85hp is small enough that cheap aftermarket might last 3-5 years. expensive USA made aftermarket or oem rebuild is 10-20 years.
 

BobList

Petty Officer 2nd Class
Joined
May 20, 2010
Messages
135
Re: Trim Bleeding down

What is an acceptable rate of bleed down when tilt/trim is up? minutes, hours, never? (Not on the water, but say tipped up on the trailer).

Bob
 

emoney

Commander
Joined
Jul 19, 2010
Messages
2,551
Re: Trim Bleeding down

Never is how they're designed.
 

SkiDad

Lieutenant Commander
Joined
Jul 18, 2010
Messages
1,518
Re: Trim Bleeding down

earlier this week i did find a loose connection (the larger nut) --- see attached pic that I found online (not my boat) but I highlightedtrim.jpg what I tightened --- it was not real tight so I turned it a turn or so.
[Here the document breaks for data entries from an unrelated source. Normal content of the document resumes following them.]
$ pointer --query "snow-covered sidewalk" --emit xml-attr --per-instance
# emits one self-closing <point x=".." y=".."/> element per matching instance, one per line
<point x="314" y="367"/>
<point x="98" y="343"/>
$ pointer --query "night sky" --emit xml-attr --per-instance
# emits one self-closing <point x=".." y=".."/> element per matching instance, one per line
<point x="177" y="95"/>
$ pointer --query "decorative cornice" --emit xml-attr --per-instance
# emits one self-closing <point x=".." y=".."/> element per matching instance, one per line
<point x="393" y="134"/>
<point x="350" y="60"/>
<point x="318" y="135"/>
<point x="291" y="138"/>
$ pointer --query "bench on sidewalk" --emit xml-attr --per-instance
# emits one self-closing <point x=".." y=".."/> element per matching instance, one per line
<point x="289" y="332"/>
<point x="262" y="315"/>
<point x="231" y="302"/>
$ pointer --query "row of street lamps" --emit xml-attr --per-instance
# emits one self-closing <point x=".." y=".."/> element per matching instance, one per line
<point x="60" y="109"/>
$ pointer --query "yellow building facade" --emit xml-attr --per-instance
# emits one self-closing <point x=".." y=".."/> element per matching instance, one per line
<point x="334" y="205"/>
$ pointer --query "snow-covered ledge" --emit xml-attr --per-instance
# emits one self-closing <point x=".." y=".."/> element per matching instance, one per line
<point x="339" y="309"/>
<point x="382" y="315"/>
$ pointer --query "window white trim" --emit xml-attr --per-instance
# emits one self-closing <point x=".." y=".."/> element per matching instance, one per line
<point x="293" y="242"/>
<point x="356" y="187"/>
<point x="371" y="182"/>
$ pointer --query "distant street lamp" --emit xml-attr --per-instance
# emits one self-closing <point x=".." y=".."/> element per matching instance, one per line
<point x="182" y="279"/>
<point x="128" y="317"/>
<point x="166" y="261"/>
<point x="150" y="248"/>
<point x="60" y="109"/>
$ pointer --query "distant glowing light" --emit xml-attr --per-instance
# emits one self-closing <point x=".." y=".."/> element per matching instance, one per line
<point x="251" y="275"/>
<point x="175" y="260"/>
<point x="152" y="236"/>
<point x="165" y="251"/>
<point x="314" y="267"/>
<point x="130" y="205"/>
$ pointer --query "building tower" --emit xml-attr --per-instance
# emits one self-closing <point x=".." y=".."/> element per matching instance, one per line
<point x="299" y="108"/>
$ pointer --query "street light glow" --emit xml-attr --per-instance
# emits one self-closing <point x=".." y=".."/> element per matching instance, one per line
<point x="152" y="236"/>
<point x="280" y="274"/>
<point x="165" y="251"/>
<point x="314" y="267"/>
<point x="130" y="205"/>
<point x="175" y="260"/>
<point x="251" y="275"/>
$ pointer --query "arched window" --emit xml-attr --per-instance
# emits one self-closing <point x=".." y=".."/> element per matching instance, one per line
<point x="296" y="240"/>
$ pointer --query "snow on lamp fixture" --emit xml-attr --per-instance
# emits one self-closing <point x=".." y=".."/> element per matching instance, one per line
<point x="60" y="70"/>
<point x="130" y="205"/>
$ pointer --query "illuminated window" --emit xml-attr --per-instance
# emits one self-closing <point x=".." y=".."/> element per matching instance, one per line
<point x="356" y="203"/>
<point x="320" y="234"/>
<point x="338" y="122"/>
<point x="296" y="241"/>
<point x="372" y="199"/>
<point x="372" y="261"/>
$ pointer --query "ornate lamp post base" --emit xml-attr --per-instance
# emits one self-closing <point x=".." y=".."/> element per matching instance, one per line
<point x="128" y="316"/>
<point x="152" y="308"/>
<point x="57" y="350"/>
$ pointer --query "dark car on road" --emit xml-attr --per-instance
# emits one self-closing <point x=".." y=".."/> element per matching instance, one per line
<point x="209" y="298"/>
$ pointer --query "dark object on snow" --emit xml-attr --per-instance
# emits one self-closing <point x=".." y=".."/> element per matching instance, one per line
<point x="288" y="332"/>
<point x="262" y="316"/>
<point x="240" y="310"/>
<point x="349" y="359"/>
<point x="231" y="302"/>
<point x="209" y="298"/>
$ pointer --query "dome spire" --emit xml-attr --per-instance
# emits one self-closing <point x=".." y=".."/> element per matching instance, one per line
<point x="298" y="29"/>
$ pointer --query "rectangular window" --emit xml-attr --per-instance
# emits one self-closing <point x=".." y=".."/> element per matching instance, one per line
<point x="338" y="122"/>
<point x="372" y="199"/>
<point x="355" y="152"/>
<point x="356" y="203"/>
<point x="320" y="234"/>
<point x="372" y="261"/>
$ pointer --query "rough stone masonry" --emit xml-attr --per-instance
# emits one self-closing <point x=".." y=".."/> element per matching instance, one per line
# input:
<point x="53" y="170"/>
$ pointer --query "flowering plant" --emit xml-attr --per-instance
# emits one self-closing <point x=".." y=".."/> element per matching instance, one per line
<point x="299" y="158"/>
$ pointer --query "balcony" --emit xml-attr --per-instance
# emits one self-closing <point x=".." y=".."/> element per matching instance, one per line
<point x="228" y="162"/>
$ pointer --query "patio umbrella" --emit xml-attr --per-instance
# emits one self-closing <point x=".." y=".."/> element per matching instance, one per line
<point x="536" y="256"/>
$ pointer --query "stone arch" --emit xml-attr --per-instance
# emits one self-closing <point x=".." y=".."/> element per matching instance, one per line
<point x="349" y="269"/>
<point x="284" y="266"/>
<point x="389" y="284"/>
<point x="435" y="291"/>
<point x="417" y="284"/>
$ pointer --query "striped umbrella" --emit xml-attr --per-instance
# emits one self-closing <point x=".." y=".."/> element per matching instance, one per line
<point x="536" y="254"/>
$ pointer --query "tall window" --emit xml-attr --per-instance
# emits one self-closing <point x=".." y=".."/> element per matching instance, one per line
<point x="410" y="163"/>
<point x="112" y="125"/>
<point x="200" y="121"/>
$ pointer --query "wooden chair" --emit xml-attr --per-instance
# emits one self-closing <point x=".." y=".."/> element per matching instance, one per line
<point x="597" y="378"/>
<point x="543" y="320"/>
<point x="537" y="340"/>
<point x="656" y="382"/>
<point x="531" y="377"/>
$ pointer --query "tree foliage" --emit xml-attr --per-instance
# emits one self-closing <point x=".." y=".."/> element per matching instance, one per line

I didn't want to crank it too tight. I was able to get trim to maintain it's height all day - motor still bleeds down on tilt when I pull it out of the water. probably in 2 minutes.

can I tighten this nut down real tight or is it aluminum ? Maybe that is my issue. But I will also check what RRitt mentioned when I get the boat home again - parked at storage at the moment.
 

RRitt

Captain
Joined
Mar 30, 2006
Messages
3,319
Re: Trim Bleeding down

that nut does not affect bleed down. if it does not leak when you lower engine then it is fine. they are a low torque fitting. when the day comes that you rebuild rams, take the tube conpletely loose, clean with mineral spirits, and carefully recenter-retighten the collar fitting. It should be snug like a phillips screwdriver but not torqued like a wrench. use red locktite on the threads. once dry reattach tube. use two wrenchesto prevent fitting from turning.

your bleed down is from valve body. chinese are fast and cheap but not durable and about 30% have nagging small problems from start. but you can get them next day and they are cheap. my cost is just under $70. they are like a disposable razor. get a season or two and then replace it. mallory is expensive at $250ish. Not even sure they still make them. Somebody sent me an API VB112 this summer and it was the chinese. Probably a mistake by seller but still raises a red flag. The made in USA were high quality. The alleged API was not. If you shell out $250ish then you have a right to expect a higher quality product. a good rebuild puts it back to factory. If you use viton then it can be argued rebuild better than factory since Buna seals on check valves needles was a weakness. but in reality using viiton probably amount to an equal offset to having worn threads & paint.